Tag Archives: Fran Tarkenton

Is all the business world a field or court?

A quick stroll through the business section of a bookstore or a search through the management section of an on-line retailer will quickly reveal the plethora of  titles available from sports figures.  Working from the analogy that the activities inherent around a basketball court, a football field, or a baseball diamond simulate the activities in the workplace, many current and former athletes and coaches have penned treatises teaching us how to be successful on the job.   Topics for these books include leadership, management, motivation, teamwork, self-improvement, finance, and others.

A great recent example of this is the book by John Wooden that we featured at the First Friday Book Synopsis and that you can purchase at 15MinuteBusinessBooks.com.   This book is also accompanied by videos, manuals, and training courses.  No one can question Wooden’s success as a repetitive NCAA champion head basketball coach at UCLA.   You could say the same thing about practically any of these authors.  After all, who would read a book from a loser?  I learned a long time ago in attending conventions of the National Speakers Association, that if you want to be successful in the business, follow the path of a successful speaker, not a failure. 

Here are some others:

Rick Pitino – head basketball coach at the University of Louisville:  Success Is a Choice: Ten Steps to Overachieving in Business and Life 

Fran Tarkenton – former NFL quarterback for the Minnesota Vikings and New York Giants:  What Losing Taught Me About Winning: The Ultimate Guide for Success in Small and Home-Based Business

Mike Ditka – former NFL head coach for the Chicago Bears and New Orleans Saints:  In Life, First You Kick Ass: Reflections on the 1985 Bears and Wisdom from Da Coach

The assumption behind all of these books is that the activities and best practices which yielded success for these authors in sports are relevant and applicable to what we do at work.  Therefore, a manager can use the techniques that a head coach uses, employees are players, competitors are opponents, strategies are plays, pilots or rollouts are practices, groups should become teams, and so forth.  We can use terms and phrases such as, “she struck out today,” “this looks like a home run,” “he’s our quarterback,” and “we’re in a sand trap.”  You get the point.

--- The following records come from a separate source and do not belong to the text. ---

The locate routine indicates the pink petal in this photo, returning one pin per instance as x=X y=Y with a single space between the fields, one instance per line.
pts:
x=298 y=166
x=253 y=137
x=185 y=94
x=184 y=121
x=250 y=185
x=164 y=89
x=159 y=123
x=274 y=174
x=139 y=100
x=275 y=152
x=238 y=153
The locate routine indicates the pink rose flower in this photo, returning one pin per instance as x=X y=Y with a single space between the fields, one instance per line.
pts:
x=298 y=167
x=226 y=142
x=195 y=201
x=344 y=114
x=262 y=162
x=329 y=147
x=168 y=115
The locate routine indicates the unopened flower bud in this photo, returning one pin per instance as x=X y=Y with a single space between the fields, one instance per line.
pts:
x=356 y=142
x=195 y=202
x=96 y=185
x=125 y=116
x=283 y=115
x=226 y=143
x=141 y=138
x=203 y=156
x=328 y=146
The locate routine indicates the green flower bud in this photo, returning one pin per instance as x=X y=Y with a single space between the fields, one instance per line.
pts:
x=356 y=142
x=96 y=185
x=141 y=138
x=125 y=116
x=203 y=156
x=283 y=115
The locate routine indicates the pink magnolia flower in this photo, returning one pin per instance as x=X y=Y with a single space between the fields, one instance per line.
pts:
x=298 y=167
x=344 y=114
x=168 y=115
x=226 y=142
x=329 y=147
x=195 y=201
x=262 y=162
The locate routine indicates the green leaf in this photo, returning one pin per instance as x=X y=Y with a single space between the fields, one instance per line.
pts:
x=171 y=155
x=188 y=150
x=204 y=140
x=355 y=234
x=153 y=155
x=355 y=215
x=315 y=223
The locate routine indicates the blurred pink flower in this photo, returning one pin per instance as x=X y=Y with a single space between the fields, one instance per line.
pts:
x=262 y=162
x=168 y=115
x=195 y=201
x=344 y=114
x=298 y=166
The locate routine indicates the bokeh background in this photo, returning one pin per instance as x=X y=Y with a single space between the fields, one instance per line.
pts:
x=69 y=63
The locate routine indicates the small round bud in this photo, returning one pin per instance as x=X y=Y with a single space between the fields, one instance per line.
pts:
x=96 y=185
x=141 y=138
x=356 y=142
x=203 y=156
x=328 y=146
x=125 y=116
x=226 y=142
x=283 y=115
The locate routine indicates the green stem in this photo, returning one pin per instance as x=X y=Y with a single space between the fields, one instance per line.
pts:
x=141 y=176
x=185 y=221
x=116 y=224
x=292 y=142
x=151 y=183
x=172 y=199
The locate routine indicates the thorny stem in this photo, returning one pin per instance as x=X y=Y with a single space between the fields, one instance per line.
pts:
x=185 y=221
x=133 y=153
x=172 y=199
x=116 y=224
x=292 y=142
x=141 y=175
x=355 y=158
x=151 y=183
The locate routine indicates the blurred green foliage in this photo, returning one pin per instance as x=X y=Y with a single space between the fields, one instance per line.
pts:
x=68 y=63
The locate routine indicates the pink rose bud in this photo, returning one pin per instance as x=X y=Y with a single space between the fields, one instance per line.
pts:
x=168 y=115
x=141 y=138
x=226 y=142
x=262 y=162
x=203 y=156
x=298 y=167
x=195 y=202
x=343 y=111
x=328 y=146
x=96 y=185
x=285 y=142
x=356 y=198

I think that there is some legitimacy to this, although I can tell you that in teaching my MBA courses at the University of Dallas, students are tiring of the sports analogy in business, particularly for teamwork.  You may remember the series of silly commercials from American Express a few years ago entitled “Great Moments in Business,” where employees piled up on each other in a room after a successful presentation, and high-fived each other as if they had just won a World Series after a closed sale.

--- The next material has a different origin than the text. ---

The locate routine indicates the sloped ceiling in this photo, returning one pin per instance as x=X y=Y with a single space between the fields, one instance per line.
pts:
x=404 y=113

If you believe that the principles that motivate human beings are the same, no matter what the context, then you would have no problem with what these books try to do.   Who would not advocate “practice” before performance, whether that is a presentation, a draft of a document or e-mail, or a pilot program prior to a national product introduction?   The same principles and behaviors that qualify a group of people as a team on the court or field should apply on the job.  Consider trust, which is a necessary, but not a sufficient condition for teamwork.  Without trust, there is no team, no matter where it is.   We don’t have to talk about money –  that’s an issue in the business of sports as much as the business of business.  Some have a lot, and some don’t have enough.  Some even go out of existence, such as the recent announcement that the 20-year Arena Football League will cease operations.  Some look for outside buoyance.  The Federal Government keeps General Motors alive.  Major League Baseball did the same for the Montreal Expos before moving them to Washington, D.C.   Every sports franchise is as much of a business as a firm on Wall Street, or anywhere else.

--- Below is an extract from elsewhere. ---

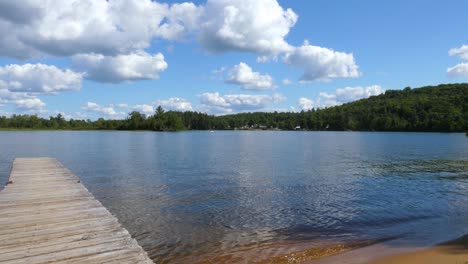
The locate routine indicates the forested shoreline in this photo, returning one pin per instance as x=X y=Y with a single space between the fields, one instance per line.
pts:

And, managers and employees can go through all the motions of strategic planning, just like coaches and players study a playbook, diagram motions, and run through plays on the practice field or court, only to learn that when they face a competitor, it is considerably different.   Rarely is there a situation where the presence of an opponent is the not the cause of substantial modifications in strategy, and the possibility of failure. 

Remember when George Will told us that baseball players are not the “boys of summer,” but rather, “Men at Work.”  He argued that baseball managers, just as business managers, examine a set of complex variables in making decisions.  And, that players perfect their skills on the diamond in ways that go well beyond how employees do the same in the workplace.

In conclusion, advice from sports personalities about business is probably no worse than the lessons we can read about based upon Abraham Lincoln, Jesus Christ, Machiavelli, or General Robert E. Lee.   Like many of these sports personalities, they didn’t run or work for any of today’s companies, but authors have used their best practices to show us how to work better in our jobs. 

Is all the business world a field or a court?  Perhaps no worse than a stage.  No matter how we do it, we all have to perform.  The question is simply what resources we want to use to guide us to success. 

Let’s talk about it.  What do you think?